Monday, July 9, 2012

"Something's Gotta Give"

I have been diddling around about writing in my blog off and on for weeks!  I have no good reason why I have been so unproductive lately.  It's not as if I have been involved in some huge project, or been on vacation, or even been under the weather.  I just lack motivation.


Before  retired when I was still trying to find a permanent and palatable job here in Austin, nearly every ad or recruitment site mentioned some variation of "needs to be a self-starter."  And every time I came across that phrase I knew I was doomed.


I will follow directions that I am given.   I will work hard to complete a "to do" list quickly and efficiently.  I will accomplish all aspects of whatever job I am assigned.  I am a fast worker.  I can get things done.  I can be one of the best employees in the company.   I can even be a good manager as long as I have a clear understanding of what is expected, what needs to be done, and the timeframe within which it needs to be accomplished.  I respond extremely well to praise or compliments.  I will do everything in my power to meet someone else's expectations of me.  (Perhaps this is part of why I always wish more people would read and comment on my "Musings".)

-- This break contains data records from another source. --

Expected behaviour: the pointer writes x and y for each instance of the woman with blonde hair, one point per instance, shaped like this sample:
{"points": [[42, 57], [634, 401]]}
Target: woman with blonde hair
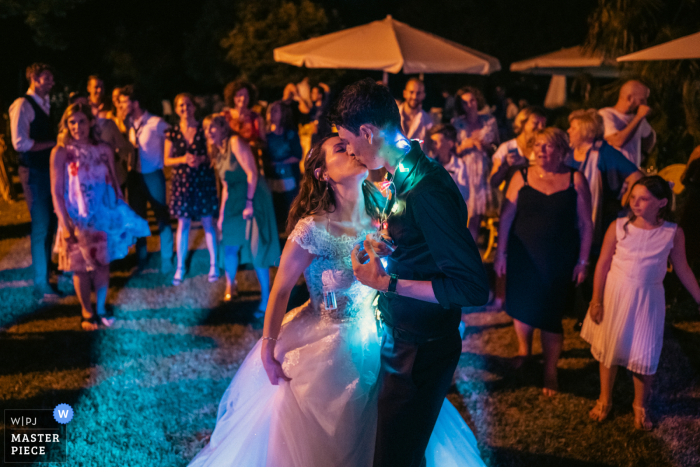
{"points": [[517, 151], [193, 185], [545, 234], [96, 226], [246, 217]]}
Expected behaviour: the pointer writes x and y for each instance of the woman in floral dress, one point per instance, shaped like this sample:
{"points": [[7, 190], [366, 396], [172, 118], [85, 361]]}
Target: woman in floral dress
{"points": [[96, 226], [193, 184]]}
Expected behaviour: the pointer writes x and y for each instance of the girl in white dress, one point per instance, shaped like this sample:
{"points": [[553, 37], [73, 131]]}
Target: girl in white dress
{"points": [[311, 400], [625, 321]]}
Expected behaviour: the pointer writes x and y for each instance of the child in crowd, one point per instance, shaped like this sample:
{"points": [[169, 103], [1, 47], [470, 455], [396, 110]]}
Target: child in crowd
{"points": [[625, 321]]}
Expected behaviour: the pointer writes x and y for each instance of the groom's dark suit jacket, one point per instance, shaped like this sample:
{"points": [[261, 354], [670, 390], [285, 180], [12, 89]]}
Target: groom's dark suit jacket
{"points": [[429, 226]]}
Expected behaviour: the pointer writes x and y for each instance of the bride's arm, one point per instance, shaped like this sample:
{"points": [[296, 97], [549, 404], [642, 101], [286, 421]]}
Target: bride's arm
{"points": [[295, 259]]}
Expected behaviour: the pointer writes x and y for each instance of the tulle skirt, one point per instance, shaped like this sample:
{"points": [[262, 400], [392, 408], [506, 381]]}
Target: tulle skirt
{"points": [[326, 415]]}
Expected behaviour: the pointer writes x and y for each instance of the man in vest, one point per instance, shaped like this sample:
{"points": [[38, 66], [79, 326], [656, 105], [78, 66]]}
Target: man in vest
{"points": [[33, 137]]}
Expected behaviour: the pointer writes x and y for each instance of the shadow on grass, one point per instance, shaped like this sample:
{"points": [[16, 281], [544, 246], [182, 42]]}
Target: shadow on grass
{"points": [[505, 457], [45, 350], [15, 230]]}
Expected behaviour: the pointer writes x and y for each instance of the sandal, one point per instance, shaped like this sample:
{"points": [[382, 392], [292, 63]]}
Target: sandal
{"points": [[600, 411], [642, 420], [179, 274], [89, 324], [106, 319], [233, 293]]}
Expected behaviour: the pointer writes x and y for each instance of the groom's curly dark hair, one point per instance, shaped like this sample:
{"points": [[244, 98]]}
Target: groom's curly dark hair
{"points": [[365, 101]]}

What I can't do, however, is be a self-starter. I am no good at coming up with ideas or plans for something new or innovative, and I positively suck at being motivated on my own! I am the very personification of the second part of  Newton's First Law of Motion, (simply stated as):


"An object in motion shall remain in motion 
(until encountering an external Force); 
and an object at rest shall remain at rest."

In other words, once I start to do nothing, I continue doing nothing!    I am so far from a self-starter it's laughable.  If something is expected of me by someone else, 99% of the time I will do my best to accomplish it quickly and well.


At any given time, there are a million things that need my attention to varying degrees.  Some are one time actions (e.g., planting bulbs in the Spring), others are occasional actions (e.g., polishing silver), and still others are those dreadful,  repeated-to-infinity actions (e.g., dusting or laundry) and lastly are those things that I SHOULD do (e.g., write!)
If there are, however, no expectations, no boss, no deadlines, no one relying on my effort to get a job done, I can pretty much guarantee that I will not do anything. When I sits, I stays sat!! 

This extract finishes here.